Shoulder iD™ Primary Reversed Glenoid Outcomes Clinical Study (SiD)

• ClinicalTrials.gov Identifier: NCT05868148
• Recruitment Status: Recruiting
• First Posted: May 22, 2023
• Last Update Posted: April 17, 2024
• Sponsor: Stryker Trauma GmbH
• Information provided by (Responsible Party): Stryker Trauma GmbH

Tracking Information

• First Submitted Date: April 21, 2023
• First Posted Date: May 22, 2023
• Last Update Posted Date: April 17, 2024
• Actual Study Start Date: October 20, 2023
• Estimated Primary Completion Date: December 2027 (Final data collection date for primary outcome measure)

Current Primary Outcome Measures (submitted: May 11, 2023)

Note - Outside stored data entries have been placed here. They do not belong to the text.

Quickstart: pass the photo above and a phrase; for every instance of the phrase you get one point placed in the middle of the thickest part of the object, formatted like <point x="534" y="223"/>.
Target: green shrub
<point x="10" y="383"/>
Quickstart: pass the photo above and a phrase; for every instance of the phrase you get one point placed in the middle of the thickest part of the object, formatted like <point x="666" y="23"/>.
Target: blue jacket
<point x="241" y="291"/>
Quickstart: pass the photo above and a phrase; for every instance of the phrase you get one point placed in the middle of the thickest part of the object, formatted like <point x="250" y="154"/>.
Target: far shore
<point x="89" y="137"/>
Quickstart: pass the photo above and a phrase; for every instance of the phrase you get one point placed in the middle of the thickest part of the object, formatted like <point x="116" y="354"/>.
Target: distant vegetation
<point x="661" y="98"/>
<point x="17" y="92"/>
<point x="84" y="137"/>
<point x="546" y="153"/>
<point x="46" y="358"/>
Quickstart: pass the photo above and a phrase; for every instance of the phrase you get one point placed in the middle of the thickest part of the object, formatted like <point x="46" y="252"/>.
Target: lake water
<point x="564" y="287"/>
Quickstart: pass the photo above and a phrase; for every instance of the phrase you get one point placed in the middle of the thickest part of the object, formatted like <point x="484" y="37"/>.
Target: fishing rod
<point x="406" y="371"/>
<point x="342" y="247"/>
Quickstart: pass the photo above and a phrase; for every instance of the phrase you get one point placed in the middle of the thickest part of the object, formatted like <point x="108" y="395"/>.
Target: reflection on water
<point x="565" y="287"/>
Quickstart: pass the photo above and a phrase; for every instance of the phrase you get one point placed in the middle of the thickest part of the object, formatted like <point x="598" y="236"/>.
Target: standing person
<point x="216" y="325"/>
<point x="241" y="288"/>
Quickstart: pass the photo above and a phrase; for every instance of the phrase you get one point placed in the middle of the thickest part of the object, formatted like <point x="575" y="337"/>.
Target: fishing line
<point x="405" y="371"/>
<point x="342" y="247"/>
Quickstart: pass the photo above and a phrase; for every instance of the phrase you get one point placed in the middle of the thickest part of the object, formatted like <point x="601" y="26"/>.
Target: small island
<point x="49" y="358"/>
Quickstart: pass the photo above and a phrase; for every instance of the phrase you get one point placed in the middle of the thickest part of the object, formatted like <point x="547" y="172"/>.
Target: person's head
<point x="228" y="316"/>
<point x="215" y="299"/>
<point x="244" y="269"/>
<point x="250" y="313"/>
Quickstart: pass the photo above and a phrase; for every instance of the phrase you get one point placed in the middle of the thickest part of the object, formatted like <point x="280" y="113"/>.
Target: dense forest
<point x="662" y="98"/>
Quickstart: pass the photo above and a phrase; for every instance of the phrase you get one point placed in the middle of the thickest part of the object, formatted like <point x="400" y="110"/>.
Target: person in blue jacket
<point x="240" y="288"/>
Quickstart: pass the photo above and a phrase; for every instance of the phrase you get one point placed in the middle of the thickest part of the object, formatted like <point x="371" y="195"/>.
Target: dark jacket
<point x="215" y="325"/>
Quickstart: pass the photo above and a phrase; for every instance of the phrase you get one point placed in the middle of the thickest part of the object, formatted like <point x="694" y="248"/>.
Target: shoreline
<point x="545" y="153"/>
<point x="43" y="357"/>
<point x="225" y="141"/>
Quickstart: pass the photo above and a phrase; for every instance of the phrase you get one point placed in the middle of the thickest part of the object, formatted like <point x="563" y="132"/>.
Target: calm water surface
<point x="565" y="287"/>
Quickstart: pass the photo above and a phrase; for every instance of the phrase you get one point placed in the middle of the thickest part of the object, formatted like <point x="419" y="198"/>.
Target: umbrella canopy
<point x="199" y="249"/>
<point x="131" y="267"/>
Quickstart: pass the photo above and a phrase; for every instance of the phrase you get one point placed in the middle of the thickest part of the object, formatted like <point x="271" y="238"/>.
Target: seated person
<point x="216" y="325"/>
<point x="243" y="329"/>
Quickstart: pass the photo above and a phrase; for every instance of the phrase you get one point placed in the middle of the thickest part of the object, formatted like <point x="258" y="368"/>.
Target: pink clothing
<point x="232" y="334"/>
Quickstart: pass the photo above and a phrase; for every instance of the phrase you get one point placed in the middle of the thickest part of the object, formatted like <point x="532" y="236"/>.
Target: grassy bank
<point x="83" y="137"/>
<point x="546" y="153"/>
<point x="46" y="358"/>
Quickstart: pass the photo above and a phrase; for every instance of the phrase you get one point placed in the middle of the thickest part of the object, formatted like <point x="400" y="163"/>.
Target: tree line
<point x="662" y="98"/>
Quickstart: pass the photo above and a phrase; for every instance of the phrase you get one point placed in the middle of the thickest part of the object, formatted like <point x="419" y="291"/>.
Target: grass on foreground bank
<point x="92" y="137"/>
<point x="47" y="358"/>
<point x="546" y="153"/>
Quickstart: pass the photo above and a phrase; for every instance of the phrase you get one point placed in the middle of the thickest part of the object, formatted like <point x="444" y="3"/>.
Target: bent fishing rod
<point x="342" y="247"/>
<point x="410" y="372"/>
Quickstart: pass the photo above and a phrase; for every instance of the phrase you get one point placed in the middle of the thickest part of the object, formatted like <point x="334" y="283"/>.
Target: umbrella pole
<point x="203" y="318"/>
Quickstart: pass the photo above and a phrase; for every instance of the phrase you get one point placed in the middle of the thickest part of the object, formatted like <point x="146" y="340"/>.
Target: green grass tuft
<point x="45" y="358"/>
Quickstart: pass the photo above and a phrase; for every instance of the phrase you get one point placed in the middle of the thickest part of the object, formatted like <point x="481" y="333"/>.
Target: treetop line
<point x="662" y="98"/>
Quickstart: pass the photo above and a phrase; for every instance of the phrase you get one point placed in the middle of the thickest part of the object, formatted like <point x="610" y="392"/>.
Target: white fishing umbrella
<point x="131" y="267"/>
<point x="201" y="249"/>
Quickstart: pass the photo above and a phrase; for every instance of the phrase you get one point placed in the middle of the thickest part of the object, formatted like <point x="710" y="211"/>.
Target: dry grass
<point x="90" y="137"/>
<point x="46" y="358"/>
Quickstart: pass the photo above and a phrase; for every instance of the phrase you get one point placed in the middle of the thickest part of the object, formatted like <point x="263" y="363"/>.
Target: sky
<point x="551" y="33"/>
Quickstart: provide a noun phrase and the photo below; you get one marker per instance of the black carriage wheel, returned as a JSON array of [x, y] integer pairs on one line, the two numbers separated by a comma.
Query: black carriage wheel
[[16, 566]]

• Performance: change in functional ability of the treated shoulder [ Time Frame: from baseline to 24 months ]
  The average change in functional ability as measured by the American Shoulder and Elbow Surgeons (ASES) score. ASES is an absolute score ranging from 0 to 100 where a higher score indicates better shoulder function.
• Safety: Revision rate and device survivorship [ Time Frame: from date of inclusion until date of study exit (study completion or early termination for any cause), assessed up to 10 years ]
  The cumulative incidence of device revisions and reoperations

• Original Primary Outcome Measures: Same as current

Current Secondary Outcome Measures (submitted: May 11, 2023)

• Performance: change in level of pain and ability to carry out normal daily activities of the patient [ Time Frame: from date of inclusion until date of study exit (study completion or early termination for any cause), assessed up to 10 years ]
  Assessed via the Constant-Murley Shoulder score collected at baseline, years 1, 2, 5 and 10 and any other standard collection timepoint. In this score, 35 points are allocated for subjective assessments of pain and activities of daily living and 65 points are available for objective measures of rage of movement and shoulder strength. A score of 100 is a healthy shoulder.
• Performance: change in patient self-assessment of current status of their treated shoulder [ Time Frame: from date of inclusion until date of study exit (study completion or early termination for any cause), assessed up to 10 years ]
  Assessed via the Single Assessment Numeric Evaluation (SANE) score collected from patients via ePRO at baseline, 3 months, and annually. The rating is from 0% to 100% with 100% being normal.
• Performance: change in patient self-rated quality of life [ Time Frame: from date of inclusion until date of study exit (study completion or early termination for any cause), assessed up to 10 years ]
  Assessed via EQ-5D-5L Five Dimensions Quality of Life measurement general health questionnaire collected from patients via ePRO at baseline, 3 months and annually. Each dimension is measured on 5 levels from 1 being no problems to 5 being extreme problems.
• Performance: change in patient satisfaction with their shoulder [ Time Frame: from date of inclusion until date of study exit (study completion or early termination for any cause), assessed up to 10 years ]
  Satisfaction rating collected from patients via ePRO at baseline, 3 months and annually. Rating options are: Very Satisfied, Satisfied, Dissatisfied, and Very Dissatisfied.
• Safety: Adverse Event rate and assessments [ Time Frame: from date of treatment until date of study exit (study completion or early termination for any cause), assessed up to 10 years ]
  Cumulative incidence of procedure and/or device related events (ADE, AESI, SAE, SADE)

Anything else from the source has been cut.